Он привез их к развалившемуся почти домику, простоял до утра у покосившегося забора, никто так больше и не вышел к нему. Под утро измученный ожиданием, с затекшими ногами и ноющей спиной, он вышел из машины и пошел к калиточке, тронул ее, хотел войти, а что? Может, случилось что, надо же спросить, может, у того Карлоса сердце или другая беда? Что, стоять ему дальше, уезжать? Но калитка не поддалась, залаяла собака, по глухому низкому лаю — большая, злобная, но он не видел ее, а только понимал, что она гонит его прочь, угрожает, предупреждает, что если он попытается войти, гибель его ждет, та самая, о которой накануне говорил Карлос Рахиль.
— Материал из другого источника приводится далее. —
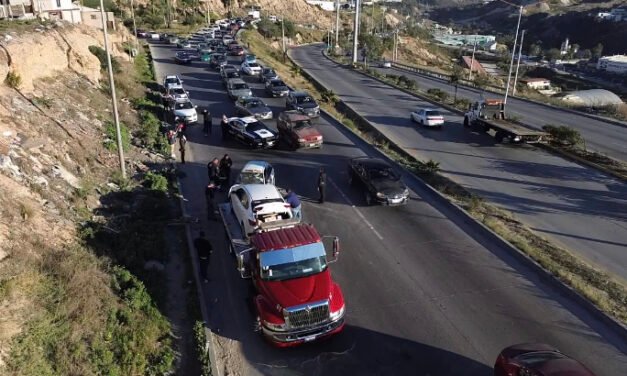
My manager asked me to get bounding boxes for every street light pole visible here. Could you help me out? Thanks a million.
[100,0,126,179]
[503,5,523,104]
[512,30,527,96]
[353,0,360,64]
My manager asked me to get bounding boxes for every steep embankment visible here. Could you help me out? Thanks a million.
[0,24,173,375]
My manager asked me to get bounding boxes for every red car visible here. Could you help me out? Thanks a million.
[276,110,323,149]
[494,343,595,376]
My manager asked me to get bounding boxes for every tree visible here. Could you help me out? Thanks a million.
[592,43,603,59]
[448,65,464,102]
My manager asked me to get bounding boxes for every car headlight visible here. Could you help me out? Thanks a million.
[263,320,287,332]
[329,306,344,321]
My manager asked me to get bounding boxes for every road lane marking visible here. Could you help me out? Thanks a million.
[328,178,383,240]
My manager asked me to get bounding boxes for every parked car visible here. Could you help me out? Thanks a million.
[163,75,183,92]
[259,67,279,82]
[235,161,274,185]
[348,157,409,206]
[222,116,278,148]
[172,99,198,124]
[285,91,320,117]
[242,62,261,76]
[276,110,323,149]
[209,53,228,69]
[494,343,594,376]
[266,79,290,97]
[235,97,272,120]
[226,78,253,99]
[229,184,292,236]
[174,51,192,64]
[409,108,444,128]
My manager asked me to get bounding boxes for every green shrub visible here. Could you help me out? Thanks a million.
[89,46,122,73]
[104,120,131,151]
[144,171,168,193]
[4,71,22,89]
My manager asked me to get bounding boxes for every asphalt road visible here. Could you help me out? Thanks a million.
[291,45,627,280]
[381,61,627,162]
[152,39,627,376]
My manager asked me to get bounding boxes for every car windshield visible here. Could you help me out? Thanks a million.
[272,81,285,87]
[175,102,194,110]
[259,243,327,281]
[293,121,311,130]
[296,95,313,103]
[239,171,266,184]
[368,167,400,180]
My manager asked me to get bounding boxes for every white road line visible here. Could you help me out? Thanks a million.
[327,178,383,240]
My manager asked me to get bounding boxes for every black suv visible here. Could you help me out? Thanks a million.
[285,91,320,118]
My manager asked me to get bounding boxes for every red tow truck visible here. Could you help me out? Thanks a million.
[219,203,345,347]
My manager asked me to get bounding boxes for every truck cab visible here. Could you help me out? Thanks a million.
[236,224,345,347]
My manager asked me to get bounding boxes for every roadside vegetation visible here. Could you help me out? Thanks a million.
[242,26,627,323]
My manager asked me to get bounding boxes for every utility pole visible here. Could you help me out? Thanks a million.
[353,0,360,64]
[100,0,126,179]
[512,30,527,96]
[503,5,523,104]
[468,36,477,81]
[335,0,340,52]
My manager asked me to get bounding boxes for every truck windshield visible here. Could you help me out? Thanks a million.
[259,242,327,281]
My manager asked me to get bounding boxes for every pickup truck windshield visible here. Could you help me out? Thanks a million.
[259,243,327,281]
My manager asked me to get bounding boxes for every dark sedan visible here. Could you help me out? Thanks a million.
[348,157,409,206]
[494,343,594,376]
[266,80,290,97]
[259,68,279,82]
[235,97,272,120]
[174,51,192,64]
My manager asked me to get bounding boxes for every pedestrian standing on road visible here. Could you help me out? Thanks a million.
[194,231,213,283]
[220,154,233,187]
[285,188,303,221]
[318,167,327,204]
[179,135,187,164]
[205,182,218,220]
[202,108,213,137]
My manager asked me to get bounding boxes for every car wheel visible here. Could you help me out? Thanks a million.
[366,191,372,206]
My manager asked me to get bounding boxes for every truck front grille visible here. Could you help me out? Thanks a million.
[287,300,329,329]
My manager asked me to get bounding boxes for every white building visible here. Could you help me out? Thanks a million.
[597,55,627,74]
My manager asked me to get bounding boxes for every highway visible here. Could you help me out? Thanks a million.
[379,61,627,162]
[291,45,627,280]
[152,42,627,376]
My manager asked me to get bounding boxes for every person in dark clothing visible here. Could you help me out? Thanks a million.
[202,108,213,137]
[194,231,213,283]
[285,188,302,221]
[220,154,233,187]
[318,167,327,204]
[179,136,187,164]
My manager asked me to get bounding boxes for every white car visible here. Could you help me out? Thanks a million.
[229,184,292,236]
[242,61,261,76]
[172,99,198,124]
[410,108,444,128]
[236,161,274,185]
[163,76,183,91]
[168,87,189,102]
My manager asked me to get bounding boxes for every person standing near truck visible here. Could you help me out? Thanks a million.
[194,231,213,283]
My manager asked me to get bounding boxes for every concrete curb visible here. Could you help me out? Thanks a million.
[322,50,627,185]
[288,51,627,340]
[148,43,220,376]
[394,61,627,128]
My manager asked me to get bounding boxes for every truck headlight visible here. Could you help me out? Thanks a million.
[263,320,287,332]
[329,306,344,321]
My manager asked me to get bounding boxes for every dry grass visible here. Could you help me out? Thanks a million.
[244,27,627,324]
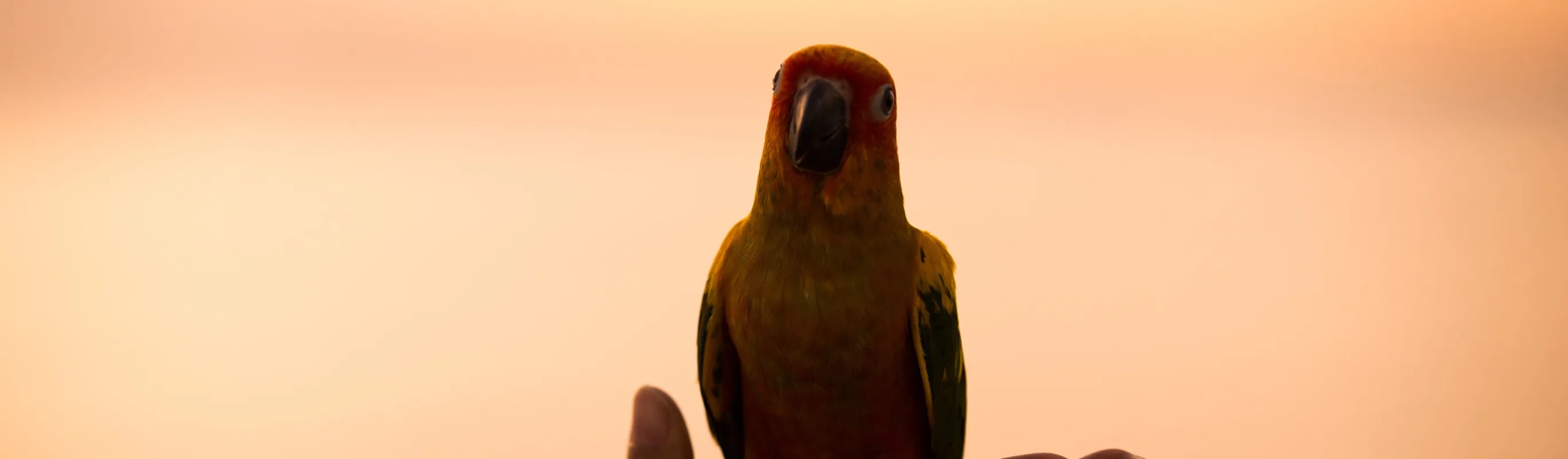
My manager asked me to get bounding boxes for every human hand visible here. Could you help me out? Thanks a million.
[626,386,1143,459]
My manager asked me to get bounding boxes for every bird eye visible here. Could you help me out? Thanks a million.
[872,84,895,120]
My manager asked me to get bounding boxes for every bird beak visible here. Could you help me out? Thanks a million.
[789,79,850,176]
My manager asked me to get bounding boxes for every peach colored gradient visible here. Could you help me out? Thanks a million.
[0,0,1568,459]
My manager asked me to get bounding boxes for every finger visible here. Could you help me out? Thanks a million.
[626,386,692,459]
[1084,448,1143,459]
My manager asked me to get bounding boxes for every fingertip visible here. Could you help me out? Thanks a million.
[1084,448,1143,459]
[630,386,670,448]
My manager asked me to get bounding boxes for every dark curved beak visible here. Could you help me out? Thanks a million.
[789,79,850,174]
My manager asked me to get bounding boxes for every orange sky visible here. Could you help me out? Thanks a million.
[0,0,1568,459]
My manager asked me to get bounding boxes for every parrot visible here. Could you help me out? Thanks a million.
[698,44,968,459]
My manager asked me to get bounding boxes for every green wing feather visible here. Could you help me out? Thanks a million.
[911,230,968,459]
[696,219,746,459]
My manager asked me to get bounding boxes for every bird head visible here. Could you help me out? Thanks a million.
[752,44,903,223]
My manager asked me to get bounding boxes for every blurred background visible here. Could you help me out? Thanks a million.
[0,0,1568,459]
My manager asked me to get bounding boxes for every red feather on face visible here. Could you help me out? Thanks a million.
[698,45,966,459]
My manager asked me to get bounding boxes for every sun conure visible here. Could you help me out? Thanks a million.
[698,45,966,459]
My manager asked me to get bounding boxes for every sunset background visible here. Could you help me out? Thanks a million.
[0,0,1568,459]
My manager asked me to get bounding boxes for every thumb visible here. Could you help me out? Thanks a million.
[626,386,692,459]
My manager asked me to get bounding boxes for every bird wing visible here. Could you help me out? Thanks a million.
[911,230,968,459]
[696,219,746,459]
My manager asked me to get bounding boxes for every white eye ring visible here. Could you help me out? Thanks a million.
[872,83,897,120]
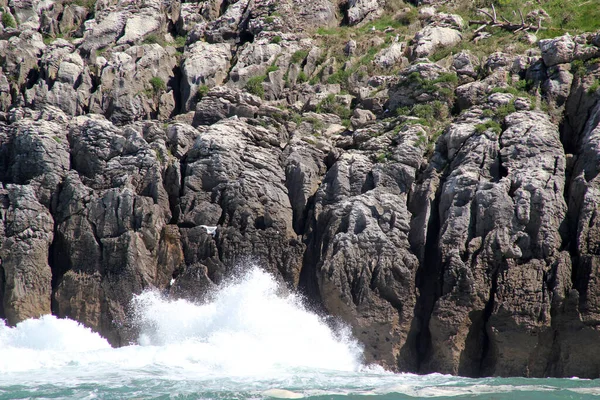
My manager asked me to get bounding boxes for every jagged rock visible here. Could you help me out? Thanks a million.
[51,117,182,344]
[192,86,262,126]
[305,126,420,369]
[375,43,404,68]
[424,112,570,376]
[452,50,479,83]
[117,7,165,44]
[412,26,462,59]
[181,42,231,110]
[350,108,377,128]
[0,185,54,325]
[346,0,384,25]
[89,44,177,124]
[539,33,600,67]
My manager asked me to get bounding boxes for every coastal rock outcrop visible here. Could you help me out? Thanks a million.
[0,0,600,378]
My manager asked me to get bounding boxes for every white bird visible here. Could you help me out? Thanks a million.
[200,225,217,236]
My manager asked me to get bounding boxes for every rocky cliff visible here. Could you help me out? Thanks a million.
[0,0,600,378]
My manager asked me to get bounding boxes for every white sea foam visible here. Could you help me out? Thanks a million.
[0,268,362,378]
[134,268,362,375]
[0,268,599,399]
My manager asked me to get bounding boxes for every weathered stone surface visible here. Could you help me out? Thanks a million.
[425,112,570,376]
[412,26,462,59]
[0,185,54,325]
[0,0,600,378]
[181,42,231,110]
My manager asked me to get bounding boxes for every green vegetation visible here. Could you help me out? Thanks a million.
[477,0,600,38]
[495,100,517,120]
[71,0,96,10]
[316,94,352,120]
[142,33,165,47]
[267,64,279,75]
[290,50,308,64]
[244,75,267,99]
[149,76,167,95]
[296,71,308,83]
[2,12,17,28]
[588,79,600,96]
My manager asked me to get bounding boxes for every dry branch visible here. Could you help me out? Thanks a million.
[469,4,543,33]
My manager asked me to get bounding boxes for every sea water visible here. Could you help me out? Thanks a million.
[0,268,600,400]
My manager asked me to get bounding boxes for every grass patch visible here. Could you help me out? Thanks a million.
[588,79,600,96]
[484,0,600,38]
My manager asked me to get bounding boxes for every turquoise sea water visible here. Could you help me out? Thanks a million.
[0,269,600,400]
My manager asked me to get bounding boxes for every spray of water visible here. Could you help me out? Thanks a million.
[0,268,362,377]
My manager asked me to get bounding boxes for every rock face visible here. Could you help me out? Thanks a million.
[0,0,600,378]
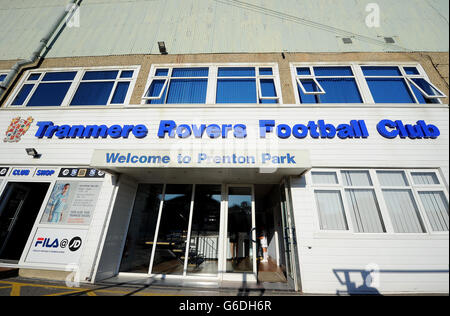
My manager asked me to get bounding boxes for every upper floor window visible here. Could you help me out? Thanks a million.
[292,64,446,104]
[8,67,138,107]
[296,66,363,103]
[142,65,281,104]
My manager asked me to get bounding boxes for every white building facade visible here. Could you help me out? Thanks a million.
[0,1,449,294]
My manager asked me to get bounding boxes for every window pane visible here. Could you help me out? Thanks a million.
[419,191,449,232]
[383,190,425,233]
[155,69,169,77]
[120,70,134,78]
[403,67,420,75]
[315,191,348,230]
[361,66,402,76]
[188,185,222,275]
[120,184,163,274]
[410,84,428,104]
[300,79,320,92]
[216,79,257,103]
[147,80,167,104]
[342,171,372,186]
[297,84,319,104]
[70,82,114,105]
[27,74,41,81]
[411,172,439,185]
[219,67,255,77]
[317,78,362,103]
[111,82,130,104]
[152,184,192,275]
[260,79,277,97]
[83,70,119,80]
[172,68,209,77]
[346,189,386,233]
[259,68,273,76]
[367,78,415,103]
[27,82,72,106]
[377,171,408,187]
[11,84,34,105]
[314,67,353,77]
[311,171,338,184]
[411,78,442,96]
[167,79,208,104]
[297,67,311,76]
[42,71,77,81]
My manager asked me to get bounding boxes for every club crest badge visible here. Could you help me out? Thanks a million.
[3,117,34,143]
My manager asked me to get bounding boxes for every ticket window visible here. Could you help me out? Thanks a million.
[0,182,50,263]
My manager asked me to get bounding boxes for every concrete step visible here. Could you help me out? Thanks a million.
[0,268,19,279]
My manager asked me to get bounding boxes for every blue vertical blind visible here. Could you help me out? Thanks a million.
[361,66,444,104]
[216,67,278,104]
[296,66,446,104]
[70,70,134,106]
[11,70,134,107]
[297,66,363,104]
[146,67,209,104]
[216,79,258,103]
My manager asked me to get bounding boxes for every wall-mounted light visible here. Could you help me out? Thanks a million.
[158,42,167,55]
[25,148,42,158]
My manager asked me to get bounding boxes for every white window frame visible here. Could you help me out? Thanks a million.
[289,62,447,106]
[6,65,141,109]
[0,70,9,83]
[305,168,449,238]
[141,63,283,107]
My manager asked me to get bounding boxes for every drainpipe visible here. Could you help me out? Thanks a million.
[0,0,77,100]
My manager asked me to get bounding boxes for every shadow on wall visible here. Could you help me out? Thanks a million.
[333,269,449,295]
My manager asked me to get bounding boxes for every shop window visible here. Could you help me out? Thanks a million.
[296,66,363,103]
[419,191,449,232]
[311,169,449,234]
[6,69,137,107]
[142,65,280,104]
[342,170,386,233]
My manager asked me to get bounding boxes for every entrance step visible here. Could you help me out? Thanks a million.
[0,268,19,279]
[19,269,72,281]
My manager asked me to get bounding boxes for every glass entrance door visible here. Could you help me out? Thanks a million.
[224,185,256,279]
[280,181,298,291]
[0,182,50,263]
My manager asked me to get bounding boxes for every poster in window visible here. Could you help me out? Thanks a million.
[41,181,102,225]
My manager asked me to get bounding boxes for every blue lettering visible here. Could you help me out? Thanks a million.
[377,120,399,139]
[158,121,177,138]
[259,120,275,138]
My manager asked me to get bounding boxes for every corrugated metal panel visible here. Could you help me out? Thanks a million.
[0,0,449,60]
Он, не спавший и голодный, давно уже допивший все содержимое из термоска, решился-таки после собачьего лая, уехал и спал после этого сутки, пока Петух не разбудил его и не сказал, что что-то там не срослось, деньги за работу он ему потом отдаст и надо машину гнать, так что времени нет и отговорки не принимаются.
Он и уехал за машиной, так и не сопоставив взрыв в метро с промелькнувшими в его жизни холеными усиками и милой смуглой дамой, чью руку так умело эти усики щекотали в лучах на секунду промелькнувшего солнца и не наступившего смурного и так и не проснувшегося дня.
Кровь.
Когда Карлос впервые полюбил ее? Научился входить в нее, как в реку, не ища брода? И почему решил помиловать этого пацана, веснушчатого водилу, уплетавшего за обе щеки свиную колбасу с крупными кусками жира, приводя в неистовство Абдуллу, его сотоварища, фанатичного и по-звериному жестокого?
Иногда ему казалось, что он впервые был заворожен кровью в раннем детстве, когда отец его рубил голову петухам. Он хватал сильной рукой трепыхающуюся птицу и никогда не сворачивал им шею, как это делала мама, а всегда с размаху отсекал голову топором, прижав рукой шею к коричневому от постоянных птичьих казней пню. Голова уже отлетела, скакнув по камешкам, как бадминтоновый волан, но птица еще барахталась, а из откупоренной шеи тонкой струйкой, пульсируя, вытекал алый сок.
Он однажды говорил с одним русским, очень богатым человеком, виделись по делам в Париже, знакомец Рахиль. Он мельком вспомнил про петушиные казни, когда они заказывали петуха в вине. Собеседник его поморщился, содрогнулся даже, а Карлосу сделалось приятно.
Карлос не любил смотреть на смерть, он прибегал к ней как средству, она обязательно вплеталась в его замыслы. Разве смерть не главный знак препинания в земных интригах? Разве это не квинтэссенция бытия, не божественный промысел, не коварная игра фатума? И он, Карлос, на сцене. Каратель. Большой судья. Трагический. Жертвующий собой ради торжества силы, имеющей право вершить, но затоптанной пустословами-талмудистами. Он не был вампиром или потрошилой, тепло как таковое совершенно не заводило его ни в каком виде, но кровь пьянила, давала силы, заставляла мысль работать, а организму требовать света, еды, женщину. Кровь давала смысл его существованию. Возносила в собственных глазах до небес. Как и ислам, в который он сначала влюбился, а потом уверовал как в главную силу, сделавшую из крови разящий меч.